Page:Lacaussade - Poésies, t1, 1896.djvu/35

Cette page n’a pas encore été corrigée

VIII

SOLITUDE ET RENONCEMENT


Il n’est d’autre remède à l’amour que les Piérides.
THÉOCRITE


 
Sous ton modeste toit, que l’amitié visite,
Clos tes jours occupés, cultive en paix ton art.
Ne va point dans la foule où l’homme vain s’agite :
La foule t’est mauvaise, ami ; vis à l’écart.

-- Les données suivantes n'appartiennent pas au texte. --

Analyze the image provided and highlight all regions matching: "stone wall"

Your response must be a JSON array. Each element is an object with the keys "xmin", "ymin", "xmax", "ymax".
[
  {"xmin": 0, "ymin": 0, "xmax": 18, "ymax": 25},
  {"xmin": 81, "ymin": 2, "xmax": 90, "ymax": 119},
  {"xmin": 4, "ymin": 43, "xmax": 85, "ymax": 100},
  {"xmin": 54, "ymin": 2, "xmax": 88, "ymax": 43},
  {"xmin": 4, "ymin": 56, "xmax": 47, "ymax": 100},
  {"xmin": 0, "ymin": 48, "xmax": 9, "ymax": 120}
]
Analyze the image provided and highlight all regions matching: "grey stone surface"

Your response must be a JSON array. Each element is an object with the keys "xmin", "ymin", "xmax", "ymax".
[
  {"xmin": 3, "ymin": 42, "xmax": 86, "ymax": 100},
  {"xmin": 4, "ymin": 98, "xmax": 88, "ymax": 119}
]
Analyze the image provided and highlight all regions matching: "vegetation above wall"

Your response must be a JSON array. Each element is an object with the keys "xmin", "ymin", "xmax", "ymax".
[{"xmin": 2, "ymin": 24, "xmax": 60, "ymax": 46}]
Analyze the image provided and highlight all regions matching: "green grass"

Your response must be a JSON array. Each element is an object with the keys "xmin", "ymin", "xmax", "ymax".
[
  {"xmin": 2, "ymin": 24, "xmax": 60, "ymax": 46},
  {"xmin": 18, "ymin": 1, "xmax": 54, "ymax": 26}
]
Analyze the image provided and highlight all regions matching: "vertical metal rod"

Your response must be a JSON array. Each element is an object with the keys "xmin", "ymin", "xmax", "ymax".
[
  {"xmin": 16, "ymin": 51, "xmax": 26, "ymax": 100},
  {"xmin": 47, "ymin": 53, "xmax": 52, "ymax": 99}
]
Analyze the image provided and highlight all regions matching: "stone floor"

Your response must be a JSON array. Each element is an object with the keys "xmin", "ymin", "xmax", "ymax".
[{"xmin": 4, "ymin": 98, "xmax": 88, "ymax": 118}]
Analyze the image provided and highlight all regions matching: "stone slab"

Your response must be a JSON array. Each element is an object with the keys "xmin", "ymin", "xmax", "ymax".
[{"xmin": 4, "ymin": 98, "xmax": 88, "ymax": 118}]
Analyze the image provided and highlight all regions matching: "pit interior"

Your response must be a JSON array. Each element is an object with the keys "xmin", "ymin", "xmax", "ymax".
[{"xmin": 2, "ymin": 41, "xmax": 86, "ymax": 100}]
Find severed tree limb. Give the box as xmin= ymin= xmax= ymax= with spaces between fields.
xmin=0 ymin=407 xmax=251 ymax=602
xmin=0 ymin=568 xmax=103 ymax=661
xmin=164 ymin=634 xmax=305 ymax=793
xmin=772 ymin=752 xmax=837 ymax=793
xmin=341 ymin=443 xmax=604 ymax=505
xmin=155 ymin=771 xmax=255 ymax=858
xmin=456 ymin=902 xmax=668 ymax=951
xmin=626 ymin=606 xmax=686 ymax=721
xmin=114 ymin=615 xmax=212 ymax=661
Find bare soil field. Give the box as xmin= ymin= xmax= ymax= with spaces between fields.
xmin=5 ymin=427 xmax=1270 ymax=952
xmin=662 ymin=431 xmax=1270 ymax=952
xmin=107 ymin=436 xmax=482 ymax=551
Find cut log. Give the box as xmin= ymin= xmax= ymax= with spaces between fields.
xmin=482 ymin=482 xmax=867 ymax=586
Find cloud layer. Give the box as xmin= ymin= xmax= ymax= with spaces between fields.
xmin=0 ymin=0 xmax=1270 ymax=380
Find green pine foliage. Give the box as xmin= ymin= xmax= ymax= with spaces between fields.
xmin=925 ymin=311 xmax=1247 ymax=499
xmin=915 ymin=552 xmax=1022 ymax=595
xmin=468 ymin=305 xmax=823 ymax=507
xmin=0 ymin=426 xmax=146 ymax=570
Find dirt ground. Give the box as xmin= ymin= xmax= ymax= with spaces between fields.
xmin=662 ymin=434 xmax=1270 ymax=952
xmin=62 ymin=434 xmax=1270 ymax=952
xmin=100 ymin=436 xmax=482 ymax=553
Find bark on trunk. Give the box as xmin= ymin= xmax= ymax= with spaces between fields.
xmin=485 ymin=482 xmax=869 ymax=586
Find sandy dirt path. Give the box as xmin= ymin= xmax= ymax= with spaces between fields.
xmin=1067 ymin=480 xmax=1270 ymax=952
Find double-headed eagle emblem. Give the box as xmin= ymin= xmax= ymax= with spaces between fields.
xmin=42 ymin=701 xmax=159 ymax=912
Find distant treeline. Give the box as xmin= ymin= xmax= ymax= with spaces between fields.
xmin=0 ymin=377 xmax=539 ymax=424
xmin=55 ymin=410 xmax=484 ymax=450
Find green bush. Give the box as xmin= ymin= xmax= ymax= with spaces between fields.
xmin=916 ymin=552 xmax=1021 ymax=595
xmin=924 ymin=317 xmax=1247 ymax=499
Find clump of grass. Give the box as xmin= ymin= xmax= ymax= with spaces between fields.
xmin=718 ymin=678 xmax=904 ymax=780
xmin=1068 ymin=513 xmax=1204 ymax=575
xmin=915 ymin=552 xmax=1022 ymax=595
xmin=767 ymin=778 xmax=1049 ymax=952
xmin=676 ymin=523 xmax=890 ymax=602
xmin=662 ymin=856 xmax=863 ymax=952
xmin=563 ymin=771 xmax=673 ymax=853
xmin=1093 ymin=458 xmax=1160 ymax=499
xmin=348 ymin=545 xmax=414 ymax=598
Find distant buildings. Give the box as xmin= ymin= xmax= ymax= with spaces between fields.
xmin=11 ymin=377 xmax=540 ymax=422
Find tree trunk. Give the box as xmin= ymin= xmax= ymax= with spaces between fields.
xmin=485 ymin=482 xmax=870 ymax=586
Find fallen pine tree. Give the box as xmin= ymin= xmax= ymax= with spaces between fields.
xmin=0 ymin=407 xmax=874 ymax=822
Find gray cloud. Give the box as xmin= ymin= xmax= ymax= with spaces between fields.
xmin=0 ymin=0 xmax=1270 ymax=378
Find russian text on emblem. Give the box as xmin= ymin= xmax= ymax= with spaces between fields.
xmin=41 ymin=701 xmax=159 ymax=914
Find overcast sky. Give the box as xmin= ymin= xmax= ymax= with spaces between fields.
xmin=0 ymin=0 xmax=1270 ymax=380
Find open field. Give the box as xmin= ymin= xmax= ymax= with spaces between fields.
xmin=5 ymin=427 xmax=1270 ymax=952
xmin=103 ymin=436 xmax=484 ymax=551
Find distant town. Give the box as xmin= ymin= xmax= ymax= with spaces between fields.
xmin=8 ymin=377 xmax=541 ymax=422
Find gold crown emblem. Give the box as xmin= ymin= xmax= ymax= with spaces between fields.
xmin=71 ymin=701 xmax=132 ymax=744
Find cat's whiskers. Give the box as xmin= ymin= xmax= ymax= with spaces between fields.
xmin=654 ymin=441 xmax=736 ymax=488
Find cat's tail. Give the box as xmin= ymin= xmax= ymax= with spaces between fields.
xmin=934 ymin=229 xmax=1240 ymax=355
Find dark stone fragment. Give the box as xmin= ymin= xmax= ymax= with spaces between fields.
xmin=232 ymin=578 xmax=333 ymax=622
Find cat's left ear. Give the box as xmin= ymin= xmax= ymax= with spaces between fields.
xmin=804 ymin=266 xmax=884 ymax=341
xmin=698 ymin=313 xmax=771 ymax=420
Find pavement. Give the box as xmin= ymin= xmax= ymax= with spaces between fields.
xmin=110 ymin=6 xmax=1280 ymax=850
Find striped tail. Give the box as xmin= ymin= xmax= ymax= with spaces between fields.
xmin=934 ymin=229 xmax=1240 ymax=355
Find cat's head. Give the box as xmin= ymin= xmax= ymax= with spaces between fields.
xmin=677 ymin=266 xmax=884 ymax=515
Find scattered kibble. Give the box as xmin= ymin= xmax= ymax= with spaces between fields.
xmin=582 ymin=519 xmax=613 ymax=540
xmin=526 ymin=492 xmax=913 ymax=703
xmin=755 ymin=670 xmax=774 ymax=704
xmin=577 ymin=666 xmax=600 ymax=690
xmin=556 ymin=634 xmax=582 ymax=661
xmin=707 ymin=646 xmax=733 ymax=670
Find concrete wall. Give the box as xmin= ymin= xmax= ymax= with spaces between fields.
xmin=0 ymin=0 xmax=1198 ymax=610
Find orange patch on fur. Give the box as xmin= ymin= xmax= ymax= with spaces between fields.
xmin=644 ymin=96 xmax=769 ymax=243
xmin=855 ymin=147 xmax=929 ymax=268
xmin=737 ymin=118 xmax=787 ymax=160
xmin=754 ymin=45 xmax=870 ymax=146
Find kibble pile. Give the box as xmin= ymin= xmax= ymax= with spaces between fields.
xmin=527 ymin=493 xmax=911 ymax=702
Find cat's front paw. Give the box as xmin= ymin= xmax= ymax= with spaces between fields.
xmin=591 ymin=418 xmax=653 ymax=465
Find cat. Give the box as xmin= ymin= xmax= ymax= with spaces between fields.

Dieu t’a fait le cœur haut, l’esprit inexorable ;
Tu ne saurais longtemps toi-même t’abuser.
Pour qui le voit de près, ce monde est misérable :
Il le faudrait bientôt haïr ou mépriser.

Non ! ni mépris ni haine, ami ; reste impassible.
Que la Muse à jamais soit tes seules amours.
Toi, tu te souviendrais ! dans ton âme inflexible,
Le mal comme le bien reçu vivra toujours !

Ton cœur n’est point pareil à ces plages de sable,
Oublieuses du flot quand le flot a passé.
Des jours tu garderas la trace ineffaçable,
Qu’ils aient brisé ton rêve ou qu’ils l’aient caressé.